Browser makers Apple, Google, Microsoft, and Mozilla have today banned root certification used by the Kazakhstan government to stop and decrypt HTTPS traffic for capital city dwellers. of the country, the city of Nur-Sultan (formerly Astana).
The certificate had been in use since December 6, 2020, when Kazakh officials forced local internet service providers to prevent Nur-Sultan residents from accessing foreign sites unless there was a specific digital certificate. which the government imposed on their machines.
While users could access most overseas-hosted sites, access to sites such as Google, Twitter, YouTube, Facebook, Instagram, and Netflix was restricted, unless their credentials were submitted. in.
Kazakh officials justified their actions by saying they were conducting a cybersecurity training exercise for government agencies, telecoms, and private companies.
Officials said cyberattacks targeting the “Kazakhstan section of the internet” grew 2.7 times during the COVID-19 pandemic as the main reason for launching the exercise.
However, the government’s definition made no technical sense, as credentials cannot prevent major cyber attacks and are usually only used to encrypt and protect traffic from third-party viewers. .
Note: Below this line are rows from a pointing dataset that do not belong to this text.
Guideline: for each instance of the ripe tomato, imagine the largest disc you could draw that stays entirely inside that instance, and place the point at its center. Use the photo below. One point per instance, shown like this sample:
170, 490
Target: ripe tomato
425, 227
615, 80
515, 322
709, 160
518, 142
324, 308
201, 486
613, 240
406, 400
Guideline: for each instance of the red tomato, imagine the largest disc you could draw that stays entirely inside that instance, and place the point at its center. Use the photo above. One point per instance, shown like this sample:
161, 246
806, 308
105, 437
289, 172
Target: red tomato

Following today ‘s ban, even if the certificate has been submitted by users, browsers such as Chrome, Edge, Mozilla, and Safari have refused to use it, preventing Kazakh officials from capturing user data.
Today’s ban also marks the second time that all four browser makers have banned a certificate issued by the Kazakh government for one-to-one attacks (MitM). They blocked the first one in August 2019, a certificate used to block traffic for various Russian and English social media sites.